Every gun that is made, every warship launched, every rocket fired signifies, in the final sense, a theft from those who hunger and are not fed, those who are cold and not clothed. ~ Dwight D. Eisenhower

“When people speak to you about a preventive war, you tell them to go and fight it. After my experience, I have come to hate war. War settles nothing.” ~Dwight D Eisenhower


I'm fed up to the ears with old men dreaming up wars for young men to die in. ~ George McGovern

Setting a good example is a far better way to spread ideals than through force of arms.
~Ron Paul

The moral and constitutional obligations of our representatives in Washington are to protect our liberty, not coddle the world, precipitating no-win wars, while bringing bankruptcy and economic turmoil to our people.
~Ron Paul

In the councils of government, we must guard against the acquisition of unwarranted influence, whether sought or unsought, by the military-industrial complex. The potential for the disastrous rise of misplaced power exists and will persist.
Dwight D. Eisenhower

We will bankrupt ourselves in the vain search for absolute security.
Dwight D. Eisenhower
 

kolanuraven

Well-known member
Cheney kept coughing during his speech.

I was thinking that he's done gone and got himself all worked up over being left out and no longer in charge, that he's gonna 'throw a clot' right here on TV!!! :shock: :shock: :shock:
 

TexasBred

Well-known member
Oldtimer said:
kolanuraven said:
Mike said:
From all the opinions that I have seen voiced, Zer0 is the one being made to look the fool.

On his 2nd day in office he announced to close Gitmo with no plan whatsoever...............

Yesterday his own party denied him that option. :lol: :lol: :lol:


Bush Admn has announced that it wanted to close Gitmo LONG BEOFRE Obama got elected........


This IS NOT new idea to close the place

Yep-- I even heard Lindsey Graham on the floor of Congress say that yesterday- and make the comment that of the thousands of German prisoners held inside this country during/after WWII- 15% were the most ardent Nazi fanatics--- so we should definitely be able to find a place to stick 200 Gitmo people... He believes Gitmo needs to be closed to keep it from being a recruiting/rallying point for the radical Muslims....
Whats also comical about all Cheney's crowing- is in every hearing- hearing after hearing- you hear the Republican Congressman saying we made mistakes in the past--the Bush/Cheney administration made mistakes in fighting the war-- the past administration made big mistakes---bending over backwards apologizing for the Cheney screwups---saying its time to move on- and trying to distance themselves as far as they can from Bush/Cheney...

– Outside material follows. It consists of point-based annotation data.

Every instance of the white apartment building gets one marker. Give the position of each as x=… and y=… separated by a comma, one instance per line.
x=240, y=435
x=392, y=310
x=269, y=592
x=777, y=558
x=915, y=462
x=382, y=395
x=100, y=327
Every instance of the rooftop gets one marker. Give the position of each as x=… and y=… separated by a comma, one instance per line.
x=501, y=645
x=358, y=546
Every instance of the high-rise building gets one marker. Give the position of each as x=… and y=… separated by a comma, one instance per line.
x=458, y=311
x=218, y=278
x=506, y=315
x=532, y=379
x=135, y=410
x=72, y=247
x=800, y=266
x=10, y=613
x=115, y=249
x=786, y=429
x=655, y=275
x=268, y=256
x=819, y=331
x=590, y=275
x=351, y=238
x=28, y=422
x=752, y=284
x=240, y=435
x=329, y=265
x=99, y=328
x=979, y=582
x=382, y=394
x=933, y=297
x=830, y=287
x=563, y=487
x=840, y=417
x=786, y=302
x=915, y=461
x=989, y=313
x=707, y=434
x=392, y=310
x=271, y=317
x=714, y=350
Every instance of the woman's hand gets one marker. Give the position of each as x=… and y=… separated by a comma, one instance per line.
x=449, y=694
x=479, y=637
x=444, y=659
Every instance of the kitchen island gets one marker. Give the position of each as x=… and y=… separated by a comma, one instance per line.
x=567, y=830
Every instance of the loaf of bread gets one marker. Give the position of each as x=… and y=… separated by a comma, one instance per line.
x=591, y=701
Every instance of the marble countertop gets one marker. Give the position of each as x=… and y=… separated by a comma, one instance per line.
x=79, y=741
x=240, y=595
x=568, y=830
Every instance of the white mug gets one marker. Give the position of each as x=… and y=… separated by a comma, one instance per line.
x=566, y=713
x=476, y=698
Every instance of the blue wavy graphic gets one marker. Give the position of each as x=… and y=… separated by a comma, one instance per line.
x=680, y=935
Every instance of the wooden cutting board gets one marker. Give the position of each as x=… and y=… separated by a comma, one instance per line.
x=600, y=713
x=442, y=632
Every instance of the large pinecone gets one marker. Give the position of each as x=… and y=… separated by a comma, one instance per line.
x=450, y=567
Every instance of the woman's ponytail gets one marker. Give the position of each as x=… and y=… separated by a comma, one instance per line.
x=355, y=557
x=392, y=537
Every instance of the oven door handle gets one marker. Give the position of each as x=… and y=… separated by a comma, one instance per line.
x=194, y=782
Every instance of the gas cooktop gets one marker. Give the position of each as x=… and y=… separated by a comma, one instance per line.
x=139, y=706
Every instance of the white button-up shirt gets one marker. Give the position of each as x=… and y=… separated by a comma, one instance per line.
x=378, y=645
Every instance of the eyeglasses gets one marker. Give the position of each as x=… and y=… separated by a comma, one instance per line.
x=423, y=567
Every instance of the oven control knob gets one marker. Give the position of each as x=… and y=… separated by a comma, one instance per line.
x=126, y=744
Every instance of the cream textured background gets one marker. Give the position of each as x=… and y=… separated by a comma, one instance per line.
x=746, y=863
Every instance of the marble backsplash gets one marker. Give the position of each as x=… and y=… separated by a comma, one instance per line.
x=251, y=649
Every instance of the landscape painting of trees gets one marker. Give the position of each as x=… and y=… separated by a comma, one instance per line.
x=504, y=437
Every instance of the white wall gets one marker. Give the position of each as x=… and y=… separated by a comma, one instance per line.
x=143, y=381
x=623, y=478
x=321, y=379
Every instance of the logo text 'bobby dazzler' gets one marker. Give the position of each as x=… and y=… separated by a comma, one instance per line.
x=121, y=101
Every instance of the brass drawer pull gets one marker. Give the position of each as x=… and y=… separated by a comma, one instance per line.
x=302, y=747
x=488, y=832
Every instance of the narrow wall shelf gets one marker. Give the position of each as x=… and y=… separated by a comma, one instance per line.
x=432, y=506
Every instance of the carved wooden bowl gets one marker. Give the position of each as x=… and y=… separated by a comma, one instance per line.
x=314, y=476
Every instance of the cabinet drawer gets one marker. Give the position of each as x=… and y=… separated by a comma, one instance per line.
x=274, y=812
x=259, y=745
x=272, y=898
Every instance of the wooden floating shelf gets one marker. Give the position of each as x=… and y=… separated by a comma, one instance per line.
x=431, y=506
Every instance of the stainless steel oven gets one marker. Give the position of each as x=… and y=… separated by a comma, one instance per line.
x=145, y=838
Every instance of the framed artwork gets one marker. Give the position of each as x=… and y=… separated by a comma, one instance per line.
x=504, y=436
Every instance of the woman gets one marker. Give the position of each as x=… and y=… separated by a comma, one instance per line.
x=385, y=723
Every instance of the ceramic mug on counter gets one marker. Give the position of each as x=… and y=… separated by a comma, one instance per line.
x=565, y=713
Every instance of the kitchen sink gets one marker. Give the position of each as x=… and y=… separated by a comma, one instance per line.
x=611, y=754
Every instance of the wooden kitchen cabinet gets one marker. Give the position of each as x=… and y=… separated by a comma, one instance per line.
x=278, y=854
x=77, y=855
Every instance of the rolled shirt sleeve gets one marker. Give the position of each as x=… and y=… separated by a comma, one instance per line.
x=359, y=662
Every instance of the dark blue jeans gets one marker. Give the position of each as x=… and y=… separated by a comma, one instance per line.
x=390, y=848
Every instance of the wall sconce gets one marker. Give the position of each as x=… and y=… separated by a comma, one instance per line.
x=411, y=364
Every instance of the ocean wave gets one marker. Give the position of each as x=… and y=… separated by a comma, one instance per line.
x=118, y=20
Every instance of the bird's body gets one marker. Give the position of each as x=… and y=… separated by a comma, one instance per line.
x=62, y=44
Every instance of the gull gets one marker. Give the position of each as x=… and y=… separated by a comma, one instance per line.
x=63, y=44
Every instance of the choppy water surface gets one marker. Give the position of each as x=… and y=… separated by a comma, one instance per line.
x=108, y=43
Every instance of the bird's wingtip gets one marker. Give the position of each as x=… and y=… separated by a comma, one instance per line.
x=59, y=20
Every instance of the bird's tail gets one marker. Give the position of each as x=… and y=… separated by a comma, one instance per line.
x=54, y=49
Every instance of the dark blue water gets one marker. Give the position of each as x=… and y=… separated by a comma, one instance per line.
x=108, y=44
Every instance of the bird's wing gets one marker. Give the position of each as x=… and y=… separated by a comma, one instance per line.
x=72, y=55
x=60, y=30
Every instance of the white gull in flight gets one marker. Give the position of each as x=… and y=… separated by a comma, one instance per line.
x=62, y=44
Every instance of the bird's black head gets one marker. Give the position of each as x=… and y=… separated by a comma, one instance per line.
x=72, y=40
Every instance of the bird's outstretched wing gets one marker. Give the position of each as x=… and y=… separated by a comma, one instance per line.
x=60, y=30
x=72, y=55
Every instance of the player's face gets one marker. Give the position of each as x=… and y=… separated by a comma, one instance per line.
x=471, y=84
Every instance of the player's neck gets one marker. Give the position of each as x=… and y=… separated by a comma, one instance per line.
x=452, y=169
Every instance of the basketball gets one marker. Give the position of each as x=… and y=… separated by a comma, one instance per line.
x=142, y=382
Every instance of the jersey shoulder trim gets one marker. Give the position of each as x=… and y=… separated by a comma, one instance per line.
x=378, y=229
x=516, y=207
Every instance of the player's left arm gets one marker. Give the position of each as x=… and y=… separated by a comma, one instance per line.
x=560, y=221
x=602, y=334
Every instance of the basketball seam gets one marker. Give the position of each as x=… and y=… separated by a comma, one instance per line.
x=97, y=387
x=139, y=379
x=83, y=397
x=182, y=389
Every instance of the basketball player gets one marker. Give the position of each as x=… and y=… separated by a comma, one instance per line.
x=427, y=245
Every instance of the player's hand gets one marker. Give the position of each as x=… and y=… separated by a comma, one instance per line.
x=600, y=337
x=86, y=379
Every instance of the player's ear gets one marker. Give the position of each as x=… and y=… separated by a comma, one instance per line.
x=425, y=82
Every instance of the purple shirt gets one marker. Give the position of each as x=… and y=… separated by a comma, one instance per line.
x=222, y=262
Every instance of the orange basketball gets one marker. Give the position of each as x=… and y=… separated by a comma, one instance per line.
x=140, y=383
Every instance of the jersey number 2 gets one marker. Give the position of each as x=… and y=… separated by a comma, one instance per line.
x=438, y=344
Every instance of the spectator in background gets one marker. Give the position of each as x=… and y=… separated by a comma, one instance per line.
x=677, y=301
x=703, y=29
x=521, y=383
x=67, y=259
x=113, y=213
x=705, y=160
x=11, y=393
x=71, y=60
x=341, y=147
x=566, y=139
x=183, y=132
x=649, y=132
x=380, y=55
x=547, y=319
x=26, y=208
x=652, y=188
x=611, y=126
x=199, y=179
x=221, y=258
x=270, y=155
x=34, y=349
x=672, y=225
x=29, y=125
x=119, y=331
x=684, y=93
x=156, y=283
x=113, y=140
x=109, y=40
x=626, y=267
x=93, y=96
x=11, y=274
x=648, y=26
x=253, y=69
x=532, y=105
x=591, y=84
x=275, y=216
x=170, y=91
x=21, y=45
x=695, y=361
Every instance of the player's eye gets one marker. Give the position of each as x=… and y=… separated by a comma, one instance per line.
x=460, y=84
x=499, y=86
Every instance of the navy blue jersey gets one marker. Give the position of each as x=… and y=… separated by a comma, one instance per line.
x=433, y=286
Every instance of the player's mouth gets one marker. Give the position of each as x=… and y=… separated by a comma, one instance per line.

OT....Gitmo is no rallying point.....An attack on the US or any of it's citizens is the most prized rallying point or recruiting ploy for the terrorists.
 

TexasBred

Well-known member
kolanuraven said:
Cheney kept coughing during his speech.

I was thinking that he's done gone and got himself all worked up over being left out and no longer in charge, that he's gonna 'throw a clot' right here on TV!!! :shock: :shock: :shock:

You may have been wishing....at least he doesn't need a teleprompter to give him words to say...he actually "thinks" and is very good at it, like him or not.

And OT....how did you avoid never being in a war???I didn't think any generation had missed a war.